Question

A rocket moves upward, starting from rest with an acceleration of 25.4 m/s^2 for 3.39 s. It runs out of fuel at the end of the 3.39 s, but does not stop. How high does it rise above the ground? Answer in units of m.

Answer 1

Explanation:

Initial speed of the rocket, u = 0

Acceleration of the rocket, $a=25.4\ m/s^2$

Time taken, t = 3.39 s

Let v is the final velocity of the rocket when it runs out of fuels. Using the equation of kinematics as :

$v=u+at$

$v=25.4\times 3.39=86.10\ m/s$    

Let x is the initial position of the rocket.
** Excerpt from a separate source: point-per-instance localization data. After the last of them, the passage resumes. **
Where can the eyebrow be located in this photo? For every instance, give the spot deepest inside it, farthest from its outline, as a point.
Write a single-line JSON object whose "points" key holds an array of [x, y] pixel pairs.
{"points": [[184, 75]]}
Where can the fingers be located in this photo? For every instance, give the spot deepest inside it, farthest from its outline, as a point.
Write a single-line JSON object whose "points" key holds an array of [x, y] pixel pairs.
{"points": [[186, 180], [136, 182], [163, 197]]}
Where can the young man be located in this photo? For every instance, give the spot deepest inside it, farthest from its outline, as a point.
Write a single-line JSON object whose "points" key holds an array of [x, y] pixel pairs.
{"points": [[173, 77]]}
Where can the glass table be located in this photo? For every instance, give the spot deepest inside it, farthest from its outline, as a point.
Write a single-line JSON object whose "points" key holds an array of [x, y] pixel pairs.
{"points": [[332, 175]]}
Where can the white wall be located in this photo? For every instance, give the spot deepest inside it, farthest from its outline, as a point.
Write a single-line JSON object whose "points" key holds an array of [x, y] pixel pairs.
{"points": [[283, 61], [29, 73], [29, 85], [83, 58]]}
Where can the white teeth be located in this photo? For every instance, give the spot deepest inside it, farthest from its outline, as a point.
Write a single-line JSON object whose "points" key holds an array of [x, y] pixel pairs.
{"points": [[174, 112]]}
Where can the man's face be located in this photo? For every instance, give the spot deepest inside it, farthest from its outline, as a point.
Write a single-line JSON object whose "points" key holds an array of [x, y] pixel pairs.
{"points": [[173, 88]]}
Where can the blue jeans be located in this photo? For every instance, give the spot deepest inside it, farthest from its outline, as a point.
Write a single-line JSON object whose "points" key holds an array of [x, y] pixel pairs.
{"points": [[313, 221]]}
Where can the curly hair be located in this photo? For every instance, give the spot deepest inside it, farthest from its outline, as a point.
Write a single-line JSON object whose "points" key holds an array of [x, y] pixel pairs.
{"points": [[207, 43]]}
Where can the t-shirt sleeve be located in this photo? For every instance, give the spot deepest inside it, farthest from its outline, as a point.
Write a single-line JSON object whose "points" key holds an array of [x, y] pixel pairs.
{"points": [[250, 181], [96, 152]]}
Using third equation of kinematics as :

$v^2=u^2+2ax_o$

$x_o=\dfrac{v^2}{2a}$

$x_o=\dfrac{86.10^2}{2\times 25.4}=145.92\ m$  

Let $x_o$ is the position at the maximum height. Again using equation of motion as :

$v^2-u^2=2a(x-x_o)$

Now $a=-g$ and v and u will interchange

$u^2=2g(x-x_o)$

$x=x_o+\dfrac{u^2}{2g}$

$x=145.92+\dfrac{(86.10)^2}{2\times 9.8}$

x = 524.14 meters

Hence, this is the required solution.